Space Rock Reportedly Hits Cuba, Lights Up Night Sky and Causes Explosions

Space Rock Reportedly Hits Cuba, Lights Up Night Sky and Causes Explosions

The Caribbean island was previously hit by a meteorite in February 2019, with space rock fragments causing a sonic boom powerful enough to shatter windows in the city of Pinar del Rio in country’s west.

Seismologists in Cuba have tentatively attributed mysterious lights illuminating the night sky above the Moa seismological station in the country’s east to a meteorite.

At 10:06 pm, the station registered ‘several luminous phenomena’, with residents in multiple communities reporting spotting a red and white light followed by one or more explosions.

National Seismological Service Chief Enrique Arango Arias confirmed to CubaDebate that the agency believes the event was caused by a space rock.

“Judging by the readings of the sensors, it was not a terrestrial explosion, but, since it was an event with such characteristics, our equipment recorded a shockwave,” the seismologist explained. He added that in addition to Moa, the event had been registered in the nearby towns of Sagua de Tanamo and Maisi.


A tweet by Elier Pila Farinas from the Institute of Meteorology of Cuba, explaining that the bright flash recorded by the GOES-East satellite over eastern Cuba was categorized as a lightning strike, despite lack of adverse weather activity in the area.
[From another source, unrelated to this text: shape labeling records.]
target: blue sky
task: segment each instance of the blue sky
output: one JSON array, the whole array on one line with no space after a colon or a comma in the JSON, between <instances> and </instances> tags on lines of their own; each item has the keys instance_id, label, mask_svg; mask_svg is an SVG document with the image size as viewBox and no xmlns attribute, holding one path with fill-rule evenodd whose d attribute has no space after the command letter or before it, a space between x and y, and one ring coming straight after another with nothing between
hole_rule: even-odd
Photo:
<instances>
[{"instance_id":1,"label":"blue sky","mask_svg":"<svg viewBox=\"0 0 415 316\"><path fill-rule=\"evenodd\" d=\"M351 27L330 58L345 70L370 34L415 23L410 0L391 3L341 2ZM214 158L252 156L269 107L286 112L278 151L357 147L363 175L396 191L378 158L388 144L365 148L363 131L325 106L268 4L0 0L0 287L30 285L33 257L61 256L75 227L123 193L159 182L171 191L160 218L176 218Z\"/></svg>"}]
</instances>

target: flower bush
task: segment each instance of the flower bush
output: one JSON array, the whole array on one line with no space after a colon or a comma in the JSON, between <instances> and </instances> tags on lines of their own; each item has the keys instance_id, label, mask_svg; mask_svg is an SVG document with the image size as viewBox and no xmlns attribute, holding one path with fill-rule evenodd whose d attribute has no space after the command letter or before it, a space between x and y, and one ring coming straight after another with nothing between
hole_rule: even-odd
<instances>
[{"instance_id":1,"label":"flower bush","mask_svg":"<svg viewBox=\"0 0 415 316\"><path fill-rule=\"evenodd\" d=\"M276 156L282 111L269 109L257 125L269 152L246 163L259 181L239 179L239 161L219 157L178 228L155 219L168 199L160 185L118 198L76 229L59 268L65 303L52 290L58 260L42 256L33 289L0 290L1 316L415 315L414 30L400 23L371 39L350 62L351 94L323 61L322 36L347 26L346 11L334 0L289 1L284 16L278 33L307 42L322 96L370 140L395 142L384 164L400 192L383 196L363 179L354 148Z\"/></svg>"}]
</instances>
Hilario Quintana Charlot, an eyewitness in the nearby town of Jamaica, said he was outside when the suspected meteor came down, saying he saw a ball of light in the sky “which lit up everything, and then two or three minutes later, two explosions in a row”.

Another eyewitness, Luis Daniel Cano of Santiago de Cuba, said he spotted a fast-moving light across the sky, followed by a flash which he compared to a powerful bolt of lightning.

Local residents published images of the phenomena online, as well as footage of satellite equipment showing the flash of the possible meteorite. The amateur images have not been authenticated.


Cuba's size - just 110,000 square km, and the fact that it is surrounded on all sides by water, make meteorite strikes a relatively rare phenomenon on the island, with less than ten confirmed strikes reported in the past eighty-plus years. The most peculiar touchdown was a daytime strike in June 1994 of a rock weighing about 400 grams in the town of Lajas, central Cuba. The last confirmed meteorite strike hit the island on 1 February 2019.

Scientists estimate that the Earth is hit by about 6,100 meteors per year (i.e. about 17 per day). The vast majority are not detected, falling in uninhabited areas or oceans, and most are extremely small by the time they reach the ground. Meteorites have given astronomers important clues about life on other planets, the formation of the solar system, and even the origins of the universe.